4.1 – Il secondo motivo è inammissibile per più ordini di ragioni.
4.1.1 – In primo luogo, il motivo appare inammissibile quanto alla sua formulazione, non essendo stato indicato né il luogo processuale in cui il fatto sarebbe stato discusso, né è stato effettuato il giudizio di decisività, ossia il giudizio logico-inferenziale secondo il quale, ove tale fatto fosse stato esaminato, avrebbe determinato un esito diverso della controversia (Cass., Sez. U., 7 aprile 2014, n. 8053).
4.1.2 – In secondo luogo, l’art. 360, comma 1, n. 5, cod. proc. civ. vigente introduce nell’ordinamento un vizio specifico relativo all’omesso esame di un fatto storico, principale o secondario, nel cui paradigma non è inquadrabile la censura concernente la omessa valutazione di deduzioni difensive (Cass., Sez. II, 14 giugno 2017, n. 14802; Cass., Sez. I, 18 ottobre 2018, n. 26305; Cass., Sez. VI, 6 settembre 2019, n. 22397).
4.1.3 – In terzo luogo il motivo mancherebbe, in ogni caso, di specificità, perché (al fine di evidenziare eventuali fatti storici tra i «motivi di merito» oggetto di riproposizione), i fatti storici non sono stati analiticamente indicati.
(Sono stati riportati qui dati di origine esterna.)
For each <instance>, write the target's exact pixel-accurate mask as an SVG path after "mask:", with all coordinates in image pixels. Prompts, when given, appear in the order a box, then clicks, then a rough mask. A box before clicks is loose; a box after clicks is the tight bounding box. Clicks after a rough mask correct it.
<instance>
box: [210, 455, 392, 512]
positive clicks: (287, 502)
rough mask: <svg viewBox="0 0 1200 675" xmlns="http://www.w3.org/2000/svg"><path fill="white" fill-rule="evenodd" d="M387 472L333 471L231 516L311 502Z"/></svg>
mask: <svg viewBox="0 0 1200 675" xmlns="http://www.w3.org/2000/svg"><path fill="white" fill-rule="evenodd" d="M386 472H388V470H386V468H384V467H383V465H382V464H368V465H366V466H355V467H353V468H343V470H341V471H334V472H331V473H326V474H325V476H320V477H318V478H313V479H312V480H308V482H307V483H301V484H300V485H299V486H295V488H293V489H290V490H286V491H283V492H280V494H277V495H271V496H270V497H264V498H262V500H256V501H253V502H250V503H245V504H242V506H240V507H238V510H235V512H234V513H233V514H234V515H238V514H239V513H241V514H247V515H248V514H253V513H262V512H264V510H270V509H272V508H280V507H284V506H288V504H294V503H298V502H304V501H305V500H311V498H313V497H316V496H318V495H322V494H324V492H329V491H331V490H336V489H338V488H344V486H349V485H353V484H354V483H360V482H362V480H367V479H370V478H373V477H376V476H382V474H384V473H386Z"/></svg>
5 – Il ricorso va, pertanto, rigettato, con spese regolate dalla soccombenza e raddoppio del contributo unificato.
P.Q.M.
Rigetta il ricorso, condanna M.M. al pagamento delle spese processuali del giudizio di legittimità in favore dell’AGENZIA DELLE ENTRATE, che liquida in complessivi € 4.100,00, oltre spese prenotate a debito; dà atto che sussistono i presupposti processuali, a carico del ricorrente, ai sensi dell’art. 13 comma 1 -quater d.P.R. 30 maggio 2002, n. 115, inserito dall’art. 1, comma 17 della I. 24 dicembre 2012, n. 228, per il versamento degli ulteriori importi a titolo di contributo unificato pari a quello dovuto per il ricorso proposto, se dovuti.